Жернова. 1918-1953. Вторжение — страница 82 из 111

— Наполеон тоже не ожидал, что потеряет в России свою армию. Кстати, как вам известно, тоже собранную со всей Европы и тоже небезыдейную.

— О, да! — согласился француз. И тут же возразил: — То есть далекий история.

— Мы вас расстреляем, — жестко произнес Матов.

— Я понимать, — потухшим голосом согласился Валери. Снова посмотрел на верхушки сосен, передернул плечами, точно от озноба, и вдруг заговорил торопливо, сбивчиво.

Из этих слов стало ясно, что танковые и механизированные дивизии Гудериана должны на какое-то время остановиться — дней на десять-пятнадцать, чтобы привести в порядок материальную часть, пополнить убыль в личном составе, закрепиться на занятых позициях и удерживать их до особого распоряжения. Он слышал, что танковую группу собираются повернуть на юго-запад. Пусть русские офицеры сами делают из этого выводы.

— Это совсем другое дело, — одобрил Матов пленного. — Если будете вести себя хорошо, оставим вас в живых и передадим нашему командованию. Но любое неосторожное движение с вашей стороны — и вас застрелят.

— О, я понимать!
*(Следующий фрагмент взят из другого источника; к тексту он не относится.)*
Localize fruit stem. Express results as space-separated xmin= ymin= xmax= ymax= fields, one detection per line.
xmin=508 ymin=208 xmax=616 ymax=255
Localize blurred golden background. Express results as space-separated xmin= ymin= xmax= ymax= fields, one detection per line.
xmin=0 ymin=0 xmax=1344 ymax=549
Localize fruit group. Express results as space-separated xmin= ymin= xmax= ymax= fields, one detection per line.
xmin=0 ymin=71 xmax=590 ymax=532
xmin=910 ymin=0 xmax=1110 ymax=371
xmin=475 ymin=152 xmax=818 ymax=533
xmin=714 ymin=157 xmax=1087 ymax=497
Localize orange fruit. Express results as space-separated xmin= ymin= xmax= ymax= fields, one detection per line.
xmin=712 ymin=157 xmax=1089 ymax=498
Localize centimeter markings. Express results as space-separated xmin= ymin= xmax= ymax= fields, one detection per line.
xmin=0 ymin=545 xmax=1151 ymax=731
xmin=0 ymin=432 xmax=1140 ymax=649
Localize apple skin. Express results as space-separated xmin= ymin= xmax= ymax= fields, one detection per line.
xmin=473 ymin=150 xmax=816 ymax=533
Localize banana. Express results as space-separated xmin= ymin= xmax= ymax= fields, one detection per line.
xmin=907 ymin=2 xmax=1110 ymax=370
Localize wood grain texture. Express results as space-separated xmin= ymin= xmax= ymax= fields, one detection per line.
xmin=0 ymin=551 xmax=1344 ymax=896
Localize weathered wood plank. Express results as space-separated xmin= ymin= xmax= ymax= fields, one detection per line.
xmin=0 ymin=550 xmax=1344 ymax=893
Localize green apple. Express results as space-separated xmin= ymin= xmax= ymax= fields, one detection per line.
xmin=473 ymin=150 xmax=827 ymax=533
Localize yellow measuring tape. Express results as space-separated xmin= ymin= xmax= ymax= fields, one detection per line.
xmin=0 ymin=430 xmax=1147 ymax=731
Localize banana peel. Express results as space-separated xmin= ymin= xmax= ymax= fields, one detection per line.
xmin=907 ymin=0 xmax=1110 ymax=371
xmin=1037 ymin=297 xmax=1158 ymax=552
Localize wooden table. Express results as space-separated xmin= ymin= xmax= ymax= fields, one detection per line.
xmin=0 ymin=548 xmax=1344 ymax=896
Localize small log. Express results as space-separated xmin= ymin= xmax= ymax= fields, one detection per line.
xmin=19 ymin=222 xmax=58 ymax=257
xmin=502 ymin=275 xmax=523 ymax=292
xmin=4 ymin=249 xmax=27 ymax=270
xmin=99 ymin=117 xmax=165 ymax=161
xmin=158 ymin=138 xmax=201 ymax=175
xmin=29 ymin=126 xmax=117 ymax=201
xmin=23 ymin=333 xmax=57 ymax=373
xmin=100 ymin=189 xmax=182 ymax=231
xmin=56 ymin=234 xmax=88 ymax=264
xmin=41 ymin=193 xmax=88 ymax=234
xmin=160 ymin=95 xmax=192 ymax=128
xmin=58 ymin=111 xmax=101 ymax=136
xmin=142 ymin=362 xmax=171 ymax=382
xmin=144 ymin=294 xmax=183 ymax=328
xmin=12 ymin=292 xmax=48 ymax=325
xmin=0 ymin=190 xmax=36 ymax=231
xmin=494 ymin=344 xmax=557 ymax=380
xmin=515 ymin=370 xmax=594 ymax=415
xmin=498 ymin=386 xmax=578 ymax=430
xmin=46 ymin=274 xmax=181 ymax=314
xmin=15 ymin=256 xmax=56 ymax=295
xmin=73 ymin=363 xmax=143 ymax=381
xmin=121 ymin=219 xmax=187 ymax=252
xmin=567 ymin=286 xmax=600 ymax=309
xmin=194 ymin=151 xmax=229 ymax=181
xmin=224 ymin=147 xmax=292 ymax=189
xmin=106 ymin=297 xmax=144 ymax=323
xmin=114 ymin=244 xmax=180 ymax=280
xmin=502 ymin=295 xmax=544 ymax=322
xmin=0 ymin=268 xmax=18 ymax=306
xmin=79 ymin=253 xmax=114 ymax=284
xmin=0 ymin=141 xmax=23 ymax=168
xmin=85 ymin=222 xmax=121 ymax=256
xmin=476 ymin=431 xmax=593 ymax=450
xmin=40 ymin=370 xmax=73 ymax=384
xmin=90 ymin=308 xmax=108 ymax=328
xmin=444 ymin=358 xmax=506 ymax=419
Война есть война.

— Вот и договорились, — кивнул Матов головой и велел отвести пленного, накормить и не спускать с него глаз.

— Что вы думаете об этом немецком французе, Алексей Петрович? — спросил Матов, передавая документы пленного своему адъютанту.

— Думаю, что воевать нам с немцами придется долго, — ответил Задонов. — Уж больно они настроены против нас, заряжены, так сказать, и чем лучше мы будем с ними драться, тем ожесточеннее будут с нами драться и они: как же так — великая идея, а мы против?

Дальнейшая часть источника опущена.